I can quote scripture like that till my face is blue and not mean a word of it... I can sing songs asking God to have my life, and inside be hanging on so tight that it kills me... I dont know if any of you have been where I am at right now. But its painfully amazing!!
I was at the supper table with my husband to be. Holding in all the frustrations that I had from the day. trying to seem like everything was ok (y do I even bother acting strong?) He saw right through it, mainly because the frustration was seeping out and started being aimed at him. He asked if I was ok and out of nowhere all the hurt and frustration and fear and anger just started pouring out. While I was venting he took a piece of paper and started drawing. When I was done I looked at the paper.... There in the corner of the blank page was a cross. nothin to fantastic about it just 2 doodled lines formed together to mark the one thing I was forgetting in my life.

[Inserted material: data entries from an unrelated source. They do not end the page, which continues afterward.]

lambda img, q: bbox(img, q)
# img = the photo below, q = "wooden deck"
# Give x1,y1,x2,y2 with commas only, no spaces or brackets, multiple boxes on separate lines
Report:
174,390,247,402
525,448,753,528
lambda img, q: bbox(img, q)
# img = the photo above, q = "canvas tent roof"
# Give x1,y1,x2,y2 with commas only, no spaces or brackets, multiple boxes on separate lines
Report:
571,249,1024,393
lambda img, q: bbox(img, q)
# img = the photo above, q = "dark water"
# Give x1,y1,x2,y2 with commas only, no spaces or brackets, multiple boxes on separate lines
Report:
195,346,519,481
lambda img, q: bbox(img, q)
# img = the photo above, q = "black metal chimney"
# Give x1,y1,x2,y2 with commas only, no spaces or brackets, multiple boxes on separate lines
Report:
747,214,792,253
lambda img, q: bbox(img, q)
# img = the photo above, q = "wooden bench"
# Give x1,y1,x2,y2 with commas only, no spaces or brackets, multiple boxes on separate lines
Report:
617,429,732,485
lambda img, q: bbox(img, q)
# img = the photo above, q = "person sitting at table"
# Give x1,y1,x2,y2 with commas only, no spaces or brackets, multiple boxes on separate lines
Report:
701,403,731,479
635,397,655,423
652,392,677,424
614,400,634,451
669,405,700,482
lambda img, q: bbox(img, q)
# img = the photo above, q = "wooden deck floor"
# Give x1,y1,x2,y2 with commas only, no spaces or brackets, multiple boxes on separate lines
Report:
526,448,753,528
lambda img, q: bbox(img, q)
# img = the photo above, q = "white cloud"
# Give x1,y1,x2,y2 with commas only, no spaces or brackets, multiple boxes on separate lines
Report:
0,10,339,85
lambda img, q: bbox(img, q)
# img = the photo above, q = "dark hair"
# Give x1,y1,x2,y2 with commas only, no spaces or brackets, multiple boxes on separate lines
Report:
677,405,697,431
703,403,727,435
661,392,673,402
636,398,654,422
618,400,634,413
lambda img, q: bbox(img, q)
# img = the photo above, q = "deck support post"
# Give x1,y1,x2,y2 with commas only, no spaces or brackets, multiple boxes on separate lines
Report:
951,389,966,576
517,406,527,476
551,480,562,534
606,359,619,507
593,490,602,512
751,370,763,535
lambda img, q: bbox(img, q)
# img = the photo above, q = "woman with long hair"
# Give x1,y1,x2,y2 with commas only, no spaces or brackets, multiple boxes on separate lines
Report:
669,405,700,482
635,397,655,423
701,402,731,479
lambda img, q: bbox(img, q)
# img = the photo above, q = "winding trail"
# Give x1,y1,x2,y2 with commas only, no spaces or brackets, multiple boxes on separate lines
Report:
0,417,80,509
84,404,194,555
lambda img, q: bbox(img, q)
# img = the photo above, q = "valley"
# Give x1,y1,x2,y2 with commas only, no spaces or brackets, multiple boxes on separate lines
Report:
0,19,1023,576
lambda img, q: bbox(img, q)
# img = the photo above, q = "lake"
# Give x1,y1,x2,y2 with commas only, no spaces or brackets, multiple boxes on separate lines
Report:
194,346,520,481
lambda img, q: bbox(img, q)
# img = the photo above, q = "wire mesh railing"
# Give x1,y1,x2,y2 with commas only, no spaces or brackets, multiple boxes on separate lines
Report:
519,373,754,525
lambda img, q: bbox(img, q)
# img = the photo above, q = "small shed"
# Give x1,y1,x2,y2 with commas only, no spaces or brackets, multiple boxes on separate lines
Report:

I went upstairs to my office and kinda figured he was right..... It took me a little while to understand just how right he was! You see My life was that huge piece of paper. It was covered with the way I was feeling and all the stuff I had to get done..... and over in the corner somewhere was Jesus... nothing to fantastic just a God I run 2 when I wanna feel Holy..The one Man I was forgetting when I looked at "my life" I got up from my desk and went to the middle of my office and cried out to God.
How selfish Ive been..... How completely washed up in My will that showing people the love that I have been given was on the back burner, and freaking out at the way people were treating ME was in its place....
I sat there... on the floor being flooded with the grace of Jesus. all the fears of the future.. gone. all the resentment.... switched to wanting to love those people. You see, Christ came to love the unlovable.... THAT WAS ME!!!! I was the one on my way 2 Hell because I completely deserved it!!! and Jesus came and died and gave me His free gift of life and Mercy and Love that I cant even describe... And somehow I think im anything important? I am nothing w/o Jesus!! (Pssssst..... So r u!!!) and all He wants us to do is remember that. and to live like we are Hopelessly Loved by a Holy and righteous God BECAUSE WE ARE!!!!